Despite different nutritional strategies and complete coverage of energy requirements, our case, born with severe intrauterine and postnatal growth retardation, continue to present poor weight gain and abdominal symptoms. Strategies adopted included increasing meal frequency and feeding volume, supplementing with medium-chain triglycerides, using specific formulas based on whole milk proteins with BCAAs, intended for hepatopathic patients and supplementing with fat-soluble vitamins. Struggling with hypoglycaemia and poor growth, short-chain polymer (maltodextrin) supplementation has been proposed at 23 weeks of postnatal age (9 weeks of corrected age). Unfortunately, after few weeks our patient presented severe pain crises which required hospitalization, so that different dietary modifications were performed to achieve food tolerance. Maltodextrins were initially discontinued, but abdominal symptoms persisted until the formula was changed with casein based extensively hydrolysed formula, with high percentage of MCT (55% of total lipids). Afterwards maltodextrins were reintroduced, while maintaining a diet free of milk proteins, diarrhoea, bloating and abdominal pain promptly reappeared.

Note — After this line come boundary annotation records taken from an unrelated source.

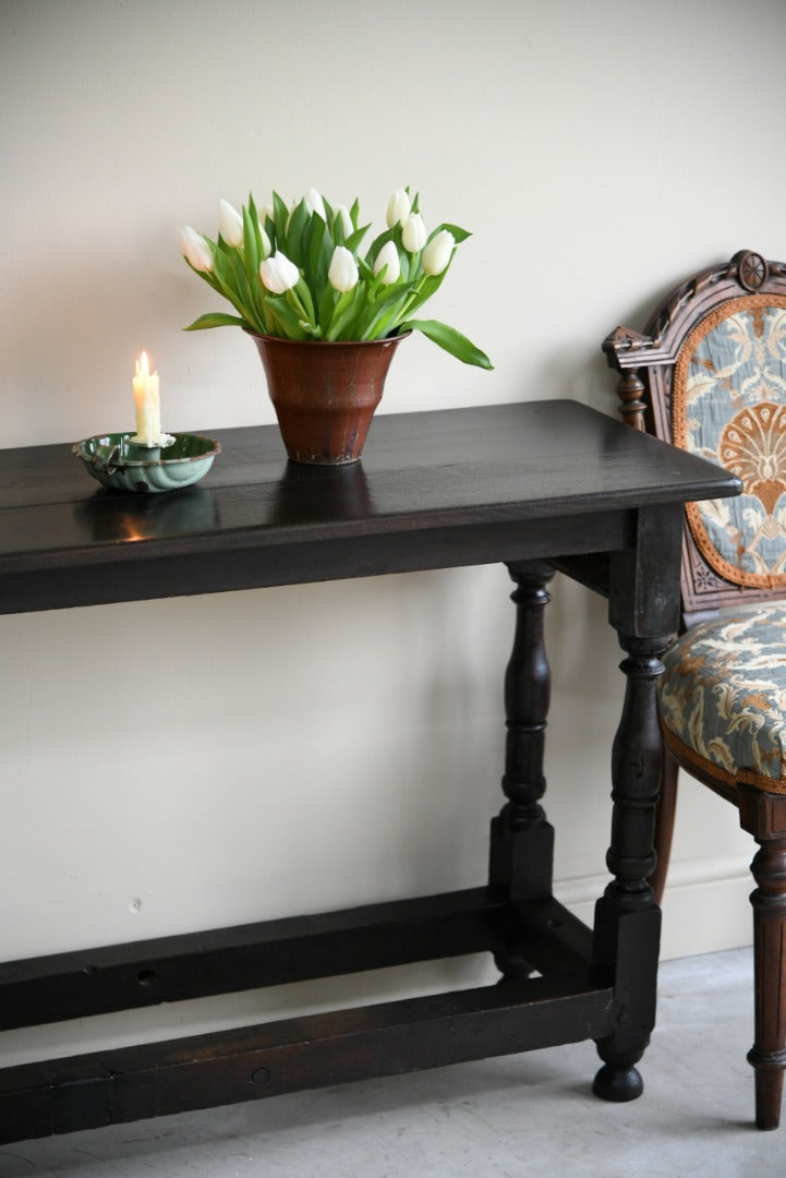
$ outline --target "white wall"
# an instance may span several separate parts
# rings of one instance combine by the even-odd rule
[[[380,224],[408,183],[432,224],[474,232],[432,310],[494,372],[414,338],[384,411],[574,397],[614,412],[610,329],[740,247],[786,252],[784,33],[782,0],[1,0],[0,445],[129,426],[142,348],[169,429],[272,422],[252,344],[180,330],[218,304],[175,226],[212,230],[219,197],[312,184]],[[507,593],[489,568],[0,618],[2,957],[482,882]],[[604,604],[566,581],[548,637],[557,891],[588,919],[620,653]],[[687,782],[666,955],[748,940],[751,851],[734,810]],[[2,1046],[15,1060],[313,998]]]

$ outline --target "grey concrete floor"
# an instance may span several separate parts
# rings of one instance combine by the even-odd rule
[[[0,1146],[2,1178],[786,1174],[752,1127],[750,949],[670,961],[645,1093],[590,1093],[592,1044]]]

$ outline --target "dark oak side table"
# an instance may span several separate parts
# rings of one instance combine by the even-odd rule
[[[161,496],[98,488],[67,445],[0,451],[0,613],[504,562],[517,624],[487,882],[8,962],[0,1030],[465,953],[493,954],[500,984],[6,1067],[0,1141],[584,1039],[597,1094],[637,1097],[660,934],[654,683],[682,504],[737,479],[567,401],[380,416],[362,462],[333,470],[288,463],[273,426],[217,436],[205,481]],[[555,568],[608,597],[625,651],[594,929],[552,896],[541,807]]]

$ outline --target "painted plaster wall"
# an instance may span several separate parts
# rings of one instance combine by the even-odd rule
[[[427,221],[474,233],[432,310],[495,370],[414,338],[381,411],[613,413],[613,326],[740,247],[786,252],[785,40],[782,0],[0,0],[0,446],[128,428],[144,348],[166,428],[272,422],[252,344],[180,330],[219,304],[175,227],[312,184],[379,225],[411,184]],[[0,618],[4,958],[481,882],[507,593],[484,568]],[[591,919],[619,651],[602,603],[560,578],[548,642],[557,892]],[[665,955],[747,942],[750,858],[734,812],[687,781]],[[5,1035],[4,1053],[133,1039],[149,1018]]]

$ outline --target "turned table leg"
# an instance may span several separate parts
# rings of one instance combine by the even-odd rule
[[[664,642],[620,635],[628,657],[622,717],[612,755],[611,847],[614,875],[595,908],[593,969],[614,986],[617,1027],[598,1041],[604,1066],[593,1092],[606,1100],[633,1100],[644,1083],[635,1064],[655,1019],[660,909],[647,878],[654,867],[653,833],[662,746],[655,706],[658,655]]]
[[[554,576],[541,561],[509,564],[517,588],[513,651],[505,673],[507,802],[492,821],[489,882],[511,900],[551,895],[554,830],[540,805],[546,789],[544,743],[551,671],[544,642],[546,585]],[[526,978],[529,965],[514,952],[497,955],[506,979]]]

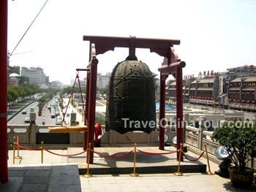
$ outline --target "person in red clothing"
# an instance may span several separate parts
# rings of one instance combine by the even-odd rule
[[[96,123],[94,126],[94,147],[100,147],[100,137],[102,135],[102,126],[99,123]]]

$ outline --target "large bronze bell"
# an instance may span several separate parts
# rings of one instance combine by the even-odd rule
[[[129,57],[115,66],[108,87],[106,131],[113,129],[120,134],[142,131],[149,134],[155,129],[154,78],[145,63]]]

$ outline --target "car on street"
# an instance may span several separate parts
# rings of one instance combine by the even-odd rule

Carbohydrate supplementation such as maltodextrins and starch have been proposed as possible alternatives in patients with cholestasis at high risk of hypoglycaemia, also taking into account that the increase in lipid supplementation is limited due to poor absorption [15]. However, studies in preterm animals have shown that supplementation with maltodextrins leads to alterations in the bacterial flora with production of gas and metabolites such as short-chain acids resulting in an increased risk of necrotizing enterocolitis (NEC), currently, no studies have investigated efficacy and safety of maltodextrins in infants and older children [16] and an adverse reaction had never been described in this population. It should be considered that severe abdominal bloating and diarrhea can occur, because of maldigestion due to the enzymatic immaturity of amylases at an early age [2].

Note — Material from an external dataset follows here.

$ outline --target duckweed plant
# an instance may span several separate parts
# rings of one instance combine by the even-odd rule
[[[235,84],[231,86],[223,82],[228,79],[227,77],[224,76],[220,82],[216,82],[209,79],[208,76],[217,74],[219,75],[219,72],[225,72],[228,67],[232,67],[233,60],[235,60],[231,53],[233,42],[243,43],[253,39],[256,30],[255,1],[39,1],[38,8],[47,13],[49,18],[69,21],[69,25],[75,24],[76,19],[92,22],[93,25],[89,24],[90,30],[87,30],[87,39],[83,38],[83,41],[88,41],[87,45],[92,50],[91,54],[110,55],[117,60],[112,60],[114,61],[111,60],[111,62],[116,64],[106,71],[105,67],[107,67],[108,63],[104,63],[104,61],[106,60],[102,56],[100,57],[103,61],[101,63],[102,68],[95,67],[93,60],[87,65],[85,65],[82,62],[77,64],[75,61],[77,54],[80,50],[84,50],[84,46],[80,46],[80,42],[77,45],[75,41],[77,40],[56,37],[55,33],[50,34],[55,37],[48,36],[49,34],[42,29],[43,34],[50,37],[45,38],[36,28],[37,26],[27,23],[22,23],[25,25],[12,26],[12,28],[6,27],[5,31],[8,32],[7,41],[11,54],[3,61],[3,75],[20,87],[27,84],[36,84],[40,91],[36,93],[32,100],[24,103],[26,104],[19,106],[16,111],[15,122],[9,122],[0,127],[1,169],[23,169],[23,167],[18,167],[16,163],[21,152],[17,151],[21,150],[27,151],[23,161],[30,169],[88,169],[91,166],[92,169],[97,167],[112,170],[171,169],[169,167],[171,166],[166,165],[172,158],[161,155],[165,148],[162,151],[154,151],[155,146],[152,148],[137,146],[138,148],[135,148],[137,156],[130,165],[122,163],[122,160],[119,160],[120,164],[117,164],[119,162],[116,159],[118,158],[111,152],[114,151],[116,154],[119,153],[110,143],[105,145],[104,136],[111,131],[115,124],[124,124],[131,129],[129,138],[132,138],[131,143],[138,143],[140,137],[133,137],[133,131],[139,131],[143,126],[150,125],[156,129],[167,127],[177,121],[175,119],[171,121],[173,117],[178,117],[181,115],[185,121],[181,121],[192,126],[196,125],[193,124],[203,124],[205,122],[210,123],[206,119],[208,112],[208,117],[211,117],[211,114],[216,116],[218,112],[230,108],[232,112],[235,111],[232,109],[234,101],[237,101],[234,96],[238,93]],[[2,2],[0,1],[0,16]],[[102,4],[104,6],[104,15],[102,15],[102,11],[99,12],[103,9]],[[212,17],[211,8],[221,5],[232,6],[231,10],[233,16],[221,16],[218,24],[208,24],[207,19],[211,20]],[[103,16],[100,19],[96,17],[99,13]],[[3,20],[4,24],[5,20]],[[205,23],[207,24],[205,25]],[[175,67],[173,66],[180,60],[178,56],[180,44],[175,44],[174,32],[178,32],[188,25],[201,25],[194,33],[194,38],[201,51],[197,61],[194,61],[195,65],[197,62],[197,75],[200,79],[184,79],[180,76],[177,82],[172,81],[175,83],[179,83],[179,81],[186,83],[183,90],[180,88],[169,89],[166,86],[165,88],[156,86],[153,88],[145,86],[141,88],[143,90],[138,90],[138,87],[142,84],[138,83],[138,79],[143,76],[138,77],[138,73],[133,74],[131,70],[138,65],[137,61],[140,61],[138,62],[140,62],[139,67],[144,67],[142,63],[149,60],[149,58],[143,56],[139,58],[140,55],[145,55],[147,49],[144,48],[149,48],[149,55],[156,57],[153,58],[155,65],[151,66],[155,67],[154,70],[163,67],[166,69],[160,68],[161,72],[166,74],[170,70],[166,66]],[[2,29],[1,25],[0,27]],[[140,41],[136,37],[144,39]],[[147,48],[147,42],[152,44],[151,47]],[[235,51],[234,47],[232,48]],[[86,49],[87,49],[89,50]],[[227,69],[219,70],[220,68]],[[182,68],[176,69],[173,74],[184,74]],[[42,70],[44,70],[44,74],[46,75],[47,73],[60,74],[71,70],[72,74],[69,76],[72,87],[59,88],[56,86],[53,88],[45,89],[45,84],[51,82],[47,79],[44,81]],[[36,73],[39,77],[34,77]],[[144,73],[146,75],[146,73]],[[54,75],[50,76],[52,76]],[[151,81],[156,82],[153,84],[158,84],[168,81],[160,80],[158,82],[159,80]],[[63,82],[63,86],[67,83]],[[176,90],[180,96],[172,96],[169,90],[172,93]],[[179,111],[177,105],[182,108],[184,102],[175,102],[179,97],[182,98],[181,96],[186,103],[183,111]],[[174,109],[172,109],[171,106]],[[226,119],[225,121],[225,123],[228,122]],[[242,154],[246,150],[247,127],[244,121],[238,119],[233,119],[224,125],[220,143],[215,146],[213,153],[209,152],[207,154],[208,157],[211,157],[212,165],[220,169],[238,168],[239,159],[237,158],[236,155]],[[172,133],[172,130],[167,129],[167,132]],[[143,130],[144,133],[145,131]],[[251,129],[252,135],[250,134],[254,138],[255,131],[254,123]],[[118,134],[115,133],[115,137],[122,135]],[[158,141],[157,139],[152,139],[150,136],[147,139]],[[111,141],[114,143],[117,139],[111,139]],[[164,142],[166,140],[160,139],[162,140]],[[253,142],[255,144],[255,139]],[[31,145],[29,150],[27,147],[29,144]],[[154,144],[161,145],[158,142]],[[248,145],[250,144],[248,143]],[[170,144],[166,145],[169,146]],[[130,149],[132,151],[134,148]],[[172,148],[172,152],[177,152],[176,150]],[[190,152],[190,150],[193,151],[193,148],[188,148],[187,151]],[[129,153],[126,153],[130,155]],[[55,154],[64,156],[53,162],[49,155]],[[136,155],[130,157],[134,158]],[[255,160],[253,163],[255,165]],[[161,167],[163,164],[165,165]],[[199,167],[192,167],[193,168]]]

In our patient persistence of adbominal symptoms after maltodextrins discontinuation and symptoms relief with the introduction of extensively hydrolyzed based formula are suggestive of a non-IgE mediated cow milk allergy (CMA), more than maldigestion. However, our case has some limitations: the main one is that an oral food test was not performed to confirm the diagnosis of non-IgE CMA, as the parents refused to do it [17]. The second limitation was that intake of different sources of maltodextrin have not been studied.

Our description reports a rare case of non-syndromic bile duct paucity. To our knowledge, this is the first case reported of maltodextrins intolerance in a preterm infant, complicated by a non-IgE mediated cow-milk allergy, which made the nutritional management even more difficult to deal with and interpret. Our case suggests the importance of a multidisciplinary approach and possible switch to an hypoallergenic formula, based on extensively hydrolyzed proteins, in case of symptoms persistence with the use of whole protein based formula intended for cholestasis. Moreover, we suggest caution in supplementing with carbohydrates infants and careful monitoring adverse reaction during the dose increase for possible complication. There are several gaps and lack of studies on the efficacy of different strategies in paediatric patients with cholestasis, also regarding maltodextrin supplementation. Commercial preparations for hepatopatic patients contain higher concentrations of MCTs (30–50%) and BCAAs, but personalized strategies must be tailored to each patient based on comorbidities, clinical response, and specificrequirements.